Founding President of the University of Northern British Columbia
- In office 1990–1995

Personal details
- Born: January 25, 1942 Tonbridge, Kent, England
- Died: July 22, 2000 (aged 58)

= Geoffrey R. Weller =

British academic

Geoffrey R. Weller (January 25, 1942 – July 22, 2000) was a Canadian teacher, scholar and the founding president of the University of Northern British Columbia from 1991 to 1995. After his presidency, he remained at UNBC, teaching International Studies. He oversaw the school's main campus construction in Prince George, B.C., and established its first five special focus areas: Women's Studies, Environmental Studies, First Nations Studies, Northern Studies, and International Studies. In 2001, UNBC named its library after him.

==Education and career==

Born in England, Weller graduated high school as an American exchange student in Ann Arbor, Michigan, in 1961. He received a BSC (Honors) in Economics from the University of Hull and an MA in Political Science from McMaster University. He pursued a PhD at McGill University but did not complete a dissertation.

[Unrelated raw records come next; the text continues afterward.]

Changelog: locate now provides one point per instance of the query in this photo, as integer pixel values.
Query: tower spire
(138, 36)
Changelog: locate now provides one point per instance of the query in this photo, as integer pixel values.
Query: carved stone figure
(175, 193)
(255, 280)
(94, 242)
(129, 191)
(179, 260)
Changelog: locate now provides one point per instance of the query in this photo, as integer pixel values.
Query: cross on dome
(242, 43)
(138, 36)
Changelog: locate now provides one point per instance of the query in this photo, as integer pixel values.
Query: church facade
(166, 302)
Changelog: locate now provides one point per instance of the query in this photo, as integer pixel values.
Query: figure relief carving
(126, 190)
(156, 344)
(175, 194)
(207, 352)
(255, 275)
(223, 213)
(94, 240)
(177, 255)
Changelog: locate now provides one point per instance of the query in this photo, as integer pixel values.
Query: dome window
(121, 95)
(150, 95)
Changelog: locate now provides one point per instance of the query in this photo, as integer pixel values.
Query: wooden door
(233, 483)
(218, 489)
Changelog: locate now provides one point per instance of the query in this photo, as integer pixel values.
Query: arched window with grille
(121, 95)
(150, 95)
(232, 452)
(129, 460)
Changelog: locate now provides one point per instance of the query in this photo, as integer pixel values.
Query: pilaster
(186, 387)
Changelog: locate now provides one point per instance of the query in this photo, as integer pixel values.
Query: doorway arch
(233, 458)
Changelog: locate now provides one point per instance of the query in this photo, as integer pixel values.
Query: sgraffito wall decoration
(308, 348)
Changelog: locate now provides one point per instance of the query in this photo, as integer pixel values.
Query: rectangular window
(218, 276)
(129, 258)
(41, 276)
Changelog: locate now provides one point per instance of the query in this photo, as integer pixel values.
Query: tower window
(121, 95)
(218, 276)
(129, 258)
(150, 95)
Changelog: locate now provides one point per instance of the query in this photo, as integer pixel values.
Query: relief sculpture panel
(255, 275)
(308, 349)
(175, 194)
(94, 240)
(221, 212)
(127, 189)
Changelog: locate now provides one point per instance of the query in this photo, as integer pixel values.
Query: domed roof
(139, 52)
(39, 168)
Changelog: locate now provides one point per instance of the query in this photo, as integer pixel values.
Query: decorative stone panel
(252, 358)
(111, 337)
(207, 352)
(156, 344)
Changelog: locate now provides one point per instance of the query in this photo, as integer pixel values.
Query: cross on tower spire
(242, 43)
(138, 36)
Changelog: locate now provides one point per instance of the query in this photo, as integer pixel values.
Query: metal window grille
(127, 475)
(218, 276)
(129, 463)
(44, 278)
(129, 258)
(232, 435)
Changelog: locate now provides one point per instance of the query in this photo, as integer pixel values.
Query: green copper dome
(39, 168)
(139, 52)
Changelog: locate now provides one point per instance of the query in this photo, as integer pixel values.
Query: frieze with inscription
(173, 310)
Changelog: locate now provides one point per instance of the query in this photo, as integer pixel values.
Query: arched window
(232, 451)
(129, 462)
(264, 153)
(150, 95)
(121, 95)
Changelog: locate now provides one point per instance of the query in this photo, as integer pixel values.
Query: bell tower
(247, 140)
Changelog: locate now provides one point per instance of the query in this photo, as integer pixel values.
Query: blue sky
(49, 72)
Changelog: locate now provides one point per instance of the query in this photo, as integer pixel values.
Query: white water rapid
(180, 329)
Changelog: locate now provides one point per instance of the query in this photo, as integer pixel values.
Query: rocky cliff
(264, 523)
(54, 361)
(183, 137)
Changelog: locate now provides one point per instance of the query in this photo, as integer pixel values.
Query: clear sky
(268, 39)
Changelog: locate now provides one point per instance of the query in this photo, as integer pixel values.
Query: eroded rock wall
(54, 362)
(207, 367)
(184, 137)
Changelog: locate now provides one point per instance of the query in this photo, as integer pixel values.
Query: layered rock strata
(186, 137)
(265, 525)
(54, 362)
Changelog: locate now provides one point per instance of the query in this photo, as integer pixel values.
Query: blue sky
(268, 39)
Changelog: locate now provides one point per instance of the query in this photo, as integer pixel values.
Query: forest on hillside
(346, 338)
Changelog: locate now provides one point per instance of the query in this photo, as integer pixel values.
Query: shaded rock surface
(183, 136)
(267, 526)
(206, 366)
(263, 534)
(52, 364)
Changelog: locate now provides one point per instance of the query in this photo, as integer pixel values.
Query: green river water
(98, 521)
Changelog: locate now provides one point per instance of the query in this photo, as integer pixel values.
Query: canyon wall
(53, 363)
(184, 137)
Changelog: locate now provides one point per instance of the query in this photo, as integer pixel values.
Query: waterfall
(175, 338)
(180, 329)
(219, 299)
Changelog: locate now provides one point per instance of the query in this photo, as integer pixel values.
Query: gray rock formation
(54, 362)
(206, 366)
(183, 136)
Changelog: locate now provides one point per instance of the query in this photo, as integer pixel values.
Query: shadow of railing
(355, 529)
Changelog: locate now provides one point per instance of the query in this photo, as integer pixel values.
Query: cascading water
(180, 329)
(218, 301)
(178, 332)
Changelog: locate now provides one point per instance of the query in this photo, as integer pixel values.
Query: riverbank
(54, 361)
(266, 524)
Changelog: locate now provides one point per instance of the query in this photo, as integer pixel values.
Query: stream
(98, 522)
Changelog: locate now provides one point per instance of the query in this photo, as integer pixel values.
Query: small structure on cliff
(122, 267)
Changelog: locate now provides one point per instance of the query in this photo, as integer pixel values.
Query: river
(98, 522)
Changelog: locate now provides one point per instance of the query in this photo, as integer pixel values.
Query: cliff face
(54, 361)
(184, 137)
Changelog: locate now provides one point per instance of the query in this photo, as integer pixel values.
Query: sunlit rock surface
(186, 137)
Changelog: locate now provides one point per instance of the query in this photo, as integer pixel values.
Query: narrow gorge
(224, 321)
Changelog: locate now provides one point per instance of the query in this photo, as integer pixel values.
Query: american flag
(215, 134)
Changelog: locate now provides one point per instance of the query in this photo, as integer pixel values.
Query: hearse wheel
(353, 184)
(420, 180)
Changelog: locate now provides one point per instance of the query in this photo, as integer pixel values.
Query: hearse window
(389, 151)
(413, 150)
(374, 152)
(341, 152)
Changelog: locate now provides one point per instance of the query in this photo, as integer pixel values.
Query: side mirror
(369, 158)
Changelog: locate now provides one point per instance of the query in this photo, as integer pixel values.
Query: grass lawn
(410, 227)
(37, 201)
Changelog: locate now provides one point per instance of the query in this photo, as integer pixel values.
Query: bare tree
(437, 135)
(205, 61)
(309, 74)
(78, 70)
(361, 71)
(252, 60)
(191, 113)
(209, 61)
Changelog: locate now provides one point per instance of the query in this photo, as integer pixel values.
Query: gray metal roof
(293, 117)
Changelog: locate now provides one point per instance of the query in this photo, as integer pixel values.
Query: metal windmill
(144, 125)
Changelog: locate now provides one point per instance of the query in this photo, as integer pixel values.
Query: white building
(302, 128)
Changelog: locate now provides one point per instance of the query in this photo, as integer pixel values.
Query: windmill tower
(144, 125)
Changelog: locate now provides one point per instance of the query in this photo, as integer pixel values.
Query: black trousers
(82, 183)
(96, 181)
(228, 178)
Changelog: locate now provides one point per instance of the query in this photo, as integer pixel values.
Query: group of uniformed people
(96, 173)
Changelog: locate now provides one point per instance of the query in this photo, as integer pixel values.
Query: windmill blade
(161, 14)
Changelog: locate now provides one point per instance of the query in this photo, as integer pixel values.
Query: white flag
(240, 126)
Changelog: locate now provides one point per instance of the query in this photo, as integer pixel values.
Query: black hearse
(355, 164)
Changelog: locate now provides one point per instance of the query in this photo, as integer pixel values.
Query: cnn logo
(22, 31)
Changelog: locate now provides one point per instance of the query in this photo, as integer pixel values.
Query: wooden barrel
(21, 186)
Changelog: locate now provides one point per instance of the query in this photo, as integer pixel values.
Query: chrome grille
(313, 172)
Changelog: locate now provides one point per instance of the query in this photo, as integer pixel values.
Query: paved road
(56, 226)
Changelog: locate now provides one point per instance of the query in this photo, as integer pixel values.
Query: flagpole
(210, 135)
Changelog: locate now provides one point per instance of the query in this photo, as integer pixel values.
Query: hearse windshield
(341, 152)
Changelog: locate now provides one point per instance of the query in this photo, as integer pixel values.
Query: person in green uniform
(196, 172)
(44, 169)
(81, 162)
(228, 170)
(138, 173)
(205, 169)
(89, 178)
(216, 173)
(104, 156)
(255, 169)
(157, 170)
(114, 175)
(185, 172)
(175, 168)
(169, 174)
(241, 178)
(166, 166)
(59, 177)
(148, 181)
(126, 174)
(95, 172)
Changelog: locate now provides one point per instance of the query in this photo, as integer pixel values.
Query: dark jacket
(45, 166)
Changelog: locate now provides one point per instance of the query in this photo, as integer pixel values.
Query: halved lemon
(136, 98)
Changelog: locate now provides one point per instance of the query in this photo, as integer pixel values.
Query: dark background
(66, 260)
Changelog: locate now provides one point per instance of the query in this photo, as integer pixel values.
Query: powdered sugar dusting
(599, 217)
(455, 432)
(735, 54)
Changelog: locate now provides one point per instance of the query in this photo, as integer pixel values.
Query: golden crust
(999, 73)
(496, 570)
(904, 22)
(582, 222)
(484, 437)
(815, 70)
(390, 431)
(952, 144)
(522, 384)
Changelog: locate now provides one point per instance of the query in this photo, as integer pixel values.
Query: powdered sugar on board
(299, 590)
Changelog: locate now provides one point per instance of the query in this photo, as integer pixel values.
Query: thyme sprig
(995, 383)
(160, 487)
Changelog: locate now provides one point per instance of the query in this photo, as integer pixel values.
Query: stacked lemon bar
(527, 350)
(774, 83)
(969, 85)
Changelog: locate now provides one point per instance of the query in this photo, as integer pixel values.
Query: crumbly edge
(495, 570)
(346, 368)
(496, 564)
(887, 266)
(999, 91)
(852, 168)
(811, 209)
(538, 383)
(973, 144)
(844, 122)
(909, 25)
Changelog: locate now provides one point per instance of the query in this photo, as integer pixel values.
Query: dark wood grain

In 1965, Weller began teaching at Bishop's University and in 1971 moved to Lakehead University, where he became Dean of Arts and later Vice President. He helped establish the Lakehead University Centre for Northern Studies, the Northern Ontario Medical Program and the Association of Circumpolar Universities.

Weller was a visiting professor at the University of Minnesota Duluth (1973), the University of Ottawa (1977-1978), and Simon Fraser University (1995). He also joined the Social Sciences and Humanities Research Council of Canada, and chaired the Association of Circumpolar Universities, Canadian Association for Security and Intelligence Studies and the Thunder Bay District Health Council.

In 1999, Weller was awarded an Honorary Doctorate in Administrative Science from the University of Lapland in Finland for helping create the International Circumpolar University, and for assisting the University of Lapland in increased activity with Canadian universities.